En este sentido, la consejera ha indicado que las distintas consejerías de la Junta destinaron en el último ejercicio cerrado presupuestariamente un total de 958 millones de euros a este ámbito, lo que supone un incremento del 63,5 por ciento respecto a 2023.
“Estamos actuando en pueblos que pierden población con medidas concretas pero también lo hacemos construyendo. Construyendo centros de salud, construyendo colegios, bajando las ratios para que todos tengan las mismas oportunidades y servicios”, ha remarcado.
Morán ha enlazado estas inversiones con otras iniciativas ya operativas, entre ellas el plan de acción Yo Repueblo, las ayudas al relevo empresarial, al sostenimiento del comercio local y a los servicios de proximidad y ocio.
Ha citado, además, apoyos para la vivienda en municipios pequeños, incentivos para captar nómadas digitales, programas de formación y empleo en el medio rural, ayudas por natalidad y conciliación, servicios de proximidad para personas mayores, la extensión de la fibra óptica y una fiscalidad diferenciada para las localidades de menor tamaño.
“Todo esto, señorías, se hace después de un análisis exhaustivo en los pueblos y viendo sus necesidades reales y, por supuesto, estableciendo mecanismos para evaluar que esas medidas tienen un impacto real, porque no queremos brindis al sol ni grandes anuncios, lo que queremos es que funcione, lo que queremos es que aborden de verdad el reto demográfico”, ha manifestado.
Gil Rosiña sostiene que la “prioridad nacional” ahonda en la despoblación
En su intervención, la parlamentaria socialista Isabel Gil Rosiña ha reiterado que la “prioridad nacional” intensifica la pérdida de habitantes en Extremadura.
“Su prioridad nacional, señora presidenta, es un marco que no resuelve la falta de oportunidades, no genera empleo, no llena las aulas de los colegios de niños y niñas, no garantiza los trabajadores del campo la próxima campaña de la fruta, sino que agrava la pérdida de población y profundiza la fractura social”, ha afirmado.
Gil Rosiña ha señalado que Extremadura se enfrenta a dos grandes desafíos estructurales que “condicionan su presente y amenazan su futuro”: la despoblación y el envejecimiento, junto a la “creciente falta de mano de obra” en “sectores estratégicos” para la economía regional.
Por ello, ha defendido que el incremento de la población activa es una “necesidad para Extremadura”, con independencia del lugar de nacimiento de esas personas, y ha añadido que la comunidad precisa, además de las personas que puedan acogerse al proceso de regularización de migrantes, la llegada de más población.
Ante este contexto, la socialista ha reclamado políticas de cohesión territorial capaces de atraer y fijar habitantes en el territorio, al tiempo que ha considerado que la “prioridad nacional” es “justamente lo contrario a una política de cohesión”.
“El proceso de regularización extraordinario de nuestro país, fíjense, señorías, ha sido posible gracias a una iniciativa legislativa popular. Así es la gente de España, así es la gente de Extremadura. Más de 900 organizaciones lo han impulsado. Un proceso, por tanto, que tiene toda la legitimidad política, social y económica. Y que, por cierto, también votó el Partido Popular en las Cortes Generales”, ha recordado.

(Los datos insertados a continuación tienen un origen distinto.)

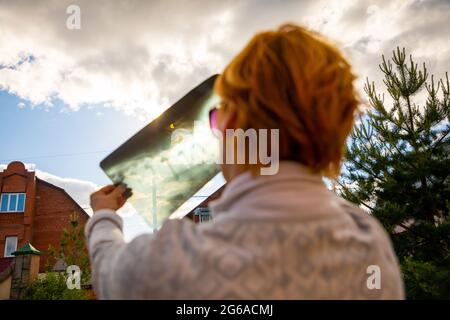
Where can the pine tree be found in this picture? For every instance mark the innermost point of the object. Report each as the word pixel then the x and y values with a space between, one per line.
pixel 397 167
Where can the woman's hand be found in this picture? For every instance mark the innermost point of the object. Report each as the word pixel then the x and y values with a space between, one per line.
pixel 109 197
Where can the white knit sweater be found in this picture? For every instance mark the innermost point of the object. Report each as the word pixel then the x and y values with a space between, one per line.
pixel 284 236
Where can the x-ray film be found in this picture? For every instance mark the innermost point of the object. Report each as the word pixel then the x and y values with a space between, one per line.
pixel 171 159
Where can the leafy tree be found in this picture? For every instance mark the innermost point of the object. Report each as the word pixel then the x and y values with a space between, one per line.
pixel 53 286
pixel 398 166
pixel 72 251
pixel 72 248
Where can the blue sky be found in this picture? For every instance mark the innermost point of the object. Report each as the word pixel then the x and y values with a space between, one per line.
pixel 60 141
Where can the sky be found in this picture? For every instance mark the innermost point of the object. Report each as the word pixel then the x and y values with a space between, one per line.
pixel 68 97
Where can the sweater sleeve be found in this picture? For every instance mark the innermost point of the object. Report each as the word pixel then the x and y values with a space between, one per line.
pixel 134 270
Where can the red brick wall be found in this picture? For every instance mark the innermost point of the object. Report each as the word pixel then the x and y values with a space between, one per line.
pixel 47 211
pixel 53 210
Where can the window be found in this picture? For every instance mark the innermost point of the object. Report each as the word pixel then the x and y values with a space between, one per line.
pixel 12 202
pixel 10 246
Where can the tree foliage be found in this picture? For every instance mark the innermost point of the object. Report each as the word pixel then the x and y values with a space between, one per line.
pixel 398 166
pixel 72 251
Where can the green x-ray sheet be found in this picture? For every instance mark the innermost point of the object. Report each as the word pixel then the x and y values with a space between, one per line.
pixel 170 159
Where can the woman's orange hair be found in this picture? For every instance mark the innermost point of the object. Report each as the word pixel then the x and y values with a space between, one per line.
pixel 293 80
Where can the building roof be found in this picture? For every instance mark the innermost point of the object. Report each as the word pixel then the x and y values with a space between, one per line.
pixel 64 191
pixel 26 249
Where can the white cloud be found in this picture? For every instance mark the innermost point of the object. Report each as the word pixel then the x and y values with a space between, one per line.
pixel 139 56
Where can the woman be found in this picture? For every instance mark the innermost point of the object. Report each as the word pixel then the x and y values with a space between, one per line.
pixel 281 236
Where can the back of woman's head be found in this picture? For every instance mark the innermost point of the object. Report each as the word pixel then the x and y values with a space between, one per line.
pixel 293 80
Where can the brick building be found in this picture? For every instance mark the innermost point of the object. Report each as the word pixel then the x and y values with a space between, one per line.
pixel 32 211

Frente a ello, ha censurado que la presidenta de la Junta, María Guardiola, esté en Extremadura “levantando muros, gobernando contra la gente, contra los derechos humanos”.
“Convertir los derechos y los servicios públicos en una competición entre los de aquí, de Extremadura, y los de fuera no representa al pueblo extremeño, muy al contrario, traiciona la identidad de esta tierra que fue una tierra de migrantes y que hoy quiere ser una tierra de acogida que necesita, además, más población”, ha concluido.